Setting this option affects only the following options:
 Percent Coefficient of Variation
 Mean Value
 Sum
 Sum of Weights
 Uncorrected Sum of Squares
 Default to decimal output
 The output type of a calculation or recalculation column is double. Setting this property causes it to default to decimal. You can specify that individual columns have decimal output while others retain the default type of double. You can also set a default precision and scale.
Options
 Method

Your choice of mode depends primarily on the number of groupings in the input data set, taking into account the amount of memory available.

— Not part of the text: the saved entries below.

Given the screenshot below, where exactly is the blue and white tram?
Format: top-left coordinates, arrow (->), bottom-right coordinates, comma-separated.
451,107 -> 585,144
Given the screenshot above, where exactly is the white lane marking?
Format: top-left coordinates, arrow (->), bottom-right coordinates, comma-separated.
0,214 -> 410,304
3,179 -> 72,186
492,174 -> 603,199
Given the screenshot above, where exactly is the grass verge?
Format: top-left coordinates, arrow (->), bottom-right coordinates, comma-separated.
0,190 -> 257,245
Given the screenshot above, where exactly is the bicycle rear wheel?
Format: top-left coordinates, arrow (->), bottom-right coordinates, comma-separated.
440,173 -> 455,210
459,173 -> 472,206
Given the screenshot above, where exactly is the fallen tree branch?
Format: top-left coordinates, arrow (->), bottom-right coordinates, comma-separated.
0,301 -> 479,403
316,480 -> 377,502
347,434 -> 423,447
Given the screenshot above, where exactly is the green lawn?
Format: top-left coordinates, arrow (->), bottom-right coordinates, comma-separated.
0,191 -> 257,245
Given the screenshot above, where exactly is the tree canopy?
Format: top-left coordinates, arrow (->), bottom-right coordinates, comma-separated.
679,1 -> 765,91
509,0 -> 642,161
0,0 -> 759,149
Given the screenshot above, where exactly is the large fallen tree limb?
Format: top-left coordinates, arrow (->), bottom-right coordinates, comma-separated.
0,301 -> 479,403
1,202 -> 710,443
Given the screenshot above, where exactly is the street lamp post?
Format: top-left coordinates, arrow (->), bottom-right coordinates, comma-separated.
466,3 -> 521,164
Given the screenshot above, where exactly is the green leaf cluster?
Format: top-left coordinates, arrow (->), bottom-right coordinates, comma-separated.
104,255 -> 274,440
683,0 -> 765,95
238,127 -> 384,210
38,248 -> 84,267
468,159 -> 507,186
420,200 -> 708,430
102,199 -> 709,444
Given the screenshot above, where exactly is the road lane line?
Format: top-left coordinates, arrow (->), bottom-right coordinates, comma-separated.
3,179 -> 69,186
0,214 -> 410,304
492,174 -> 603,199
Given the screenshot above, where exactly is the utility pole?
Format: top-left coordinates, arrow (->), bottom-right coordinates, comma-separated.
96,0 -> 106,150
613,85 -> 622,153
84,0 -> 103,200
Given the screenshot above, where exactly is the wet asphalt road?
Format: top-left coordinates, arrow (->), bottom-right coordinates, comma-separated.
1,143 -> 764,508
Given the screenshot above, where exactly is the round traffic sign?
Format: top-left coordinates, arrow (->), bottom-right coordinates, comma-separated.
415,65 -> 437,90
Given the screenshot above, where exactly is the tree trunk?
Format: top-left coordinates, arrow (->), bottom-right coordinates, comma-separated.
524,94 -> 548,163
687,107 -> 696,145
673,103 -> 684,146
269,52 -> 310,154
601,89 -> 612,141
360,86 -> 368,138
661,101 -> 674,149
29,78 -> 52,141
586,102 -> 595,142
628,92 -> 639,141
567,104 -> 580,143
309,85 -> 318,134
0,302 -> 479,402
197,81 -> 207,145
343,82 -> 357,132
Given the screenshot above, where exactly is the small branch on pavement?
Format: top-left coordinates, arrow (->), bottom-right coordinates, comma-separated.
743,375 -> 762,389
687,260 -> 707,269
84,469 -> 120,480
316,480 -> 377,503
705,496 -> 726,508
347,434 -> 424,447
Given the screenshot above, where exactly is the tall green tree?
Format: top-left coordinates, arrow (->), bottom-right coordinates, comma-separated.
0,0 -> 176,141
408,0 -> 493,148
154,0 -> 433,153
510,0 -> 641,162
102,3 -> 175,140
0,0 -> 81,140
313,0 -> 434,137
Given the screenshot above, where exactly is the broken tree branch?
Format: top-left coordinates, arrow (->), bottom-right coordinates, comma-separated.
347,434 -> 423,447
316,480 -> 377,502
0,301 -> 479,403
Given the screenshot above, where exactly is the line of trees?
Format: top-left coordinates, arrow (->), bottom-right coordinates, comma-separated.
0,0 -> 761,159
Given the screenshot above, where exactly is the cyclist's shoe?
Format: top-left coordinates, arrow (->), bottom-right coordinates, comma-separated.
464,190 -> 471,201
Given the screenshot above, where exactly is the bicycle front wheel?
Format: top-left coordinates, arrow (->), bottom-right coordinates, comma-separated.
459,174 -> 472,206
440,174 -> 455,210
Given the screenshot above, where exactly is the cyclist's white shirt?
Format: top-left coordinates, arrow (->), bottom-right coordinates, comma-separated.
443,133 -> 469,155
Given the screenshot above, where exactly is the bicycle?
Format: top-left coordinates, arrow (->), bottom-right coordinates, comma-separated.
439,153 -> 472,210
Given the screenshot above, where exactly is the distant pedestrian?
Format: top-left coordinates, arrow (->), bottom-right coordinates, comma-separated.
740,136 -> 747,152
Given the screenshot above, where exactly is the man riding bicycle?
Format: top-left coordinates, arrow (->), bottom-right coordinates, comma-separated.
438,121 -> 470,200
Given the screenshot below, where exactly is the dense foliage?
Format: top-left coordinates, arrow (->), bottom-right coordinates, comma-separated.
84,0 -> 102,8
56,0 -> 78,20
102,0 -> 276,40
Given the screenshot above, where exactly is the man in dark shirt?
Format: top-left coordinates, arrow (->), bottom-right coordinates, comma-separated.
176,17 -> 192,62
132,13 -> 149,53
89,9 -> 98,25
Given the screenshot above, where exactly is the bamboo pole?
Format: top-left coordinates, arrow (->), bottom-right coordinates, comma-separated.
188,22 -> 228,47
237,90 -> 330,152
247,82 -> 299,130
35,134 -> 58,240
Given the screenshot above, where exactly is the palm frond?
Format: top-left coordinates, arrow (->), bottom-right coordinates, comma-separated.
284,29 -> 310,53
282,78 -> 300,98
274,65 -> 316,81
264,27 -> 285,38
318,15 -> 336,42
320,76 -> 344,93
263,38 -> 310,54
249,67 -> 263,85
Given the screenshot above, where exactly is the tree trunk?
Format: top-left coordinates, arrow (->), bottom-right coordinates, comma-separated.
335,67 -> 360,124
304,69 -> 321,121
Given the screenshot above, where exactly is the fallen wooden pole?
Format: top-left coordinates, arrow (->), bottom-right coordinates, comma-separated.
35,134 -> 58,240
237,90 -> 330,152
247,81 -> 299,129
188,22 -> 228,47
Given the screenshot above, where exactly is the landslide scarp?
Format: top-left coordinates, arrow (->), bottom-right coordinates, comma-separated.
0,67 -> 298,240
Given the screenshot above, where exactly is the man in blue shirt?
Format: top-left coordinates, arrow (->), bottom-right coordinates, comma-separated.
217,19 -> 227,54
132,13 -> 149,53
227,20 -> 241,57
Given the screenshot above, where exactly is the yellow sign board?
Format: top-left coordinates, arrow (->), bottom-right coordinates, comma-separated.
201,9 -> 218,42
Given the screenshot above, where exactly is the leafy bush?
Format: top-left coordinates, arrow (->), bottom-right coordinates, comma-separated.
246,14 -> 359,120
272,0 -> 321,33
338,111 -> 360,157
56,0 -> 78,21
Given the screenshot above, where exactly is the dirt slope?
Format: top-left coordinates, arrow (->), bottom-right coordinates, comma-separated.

You typically use hash mode for a relatively small number of groups; generally, fewer than about 1000 groups per megabyte of memory to be used.
When using hash mode, you should hash partition the input data set by one or more of the grouping key columns so that all the records in the same group are in the same partition. However, hash partitioning is not mandatory, you can use any partitioning method you choose if keeping groups together in a single partition is not important. For example, if you're summing records in each partition and later you'll add the sums across all partitions, you don't need all records in a group to be in the same partition to do this. Note, though, that there will be multiple output records for each group.
If the number of groups is large, which can happen if you specify many grouping keys, or if some grouping keys can take on many values, you would normally use sort mode. However, sort mode requires the input data set to have been partition sorted with all of the grouping keys specified as hashing and sorting keys (this happens automatically if auto is set in the Partitioning tab). Sorting requires a pregrouping operation: after sorting, all records in a given group in the same partition are consecutive.
The method property is set to hash by default.
You might want to try both modes with your particular data and application to determine which gives the better performance. You might find that when calculating statistics on large numbers of groups, sort mode performs better than hash mode, assuming the input data set can be efficiently sorted before it is passed to group.
 Allow null outputs
 Set this to True to indicate that null is a valid output value when calculating minimum value, maximum value, mean value, standard deviation, standard error, sum, sum of weights, and variance. If False, the null value will have 0 substituted when all input values for the calculation column are null. It is False by default.
Advanced
 Execution Mode. The stage can execute in parallel mode or sequential mode. In parallel mode the input data set is processed by the available nodes as specified in the Configuration file, and by any node constraints specified in the Advanced section. In Sequential mode the entire data set is processed by the conductor node.
 Combinability mode. This is Auto by default, which allows IBM DataStage to combine the operators that underlie parallel stages so that they run in the same process if it is sensible for this type of stage.
 Preserve partitioning. This is Set by default. You can select Set or Clear. If you select Set the stage will request that the next stage in the job attempt to maintain the partitioning.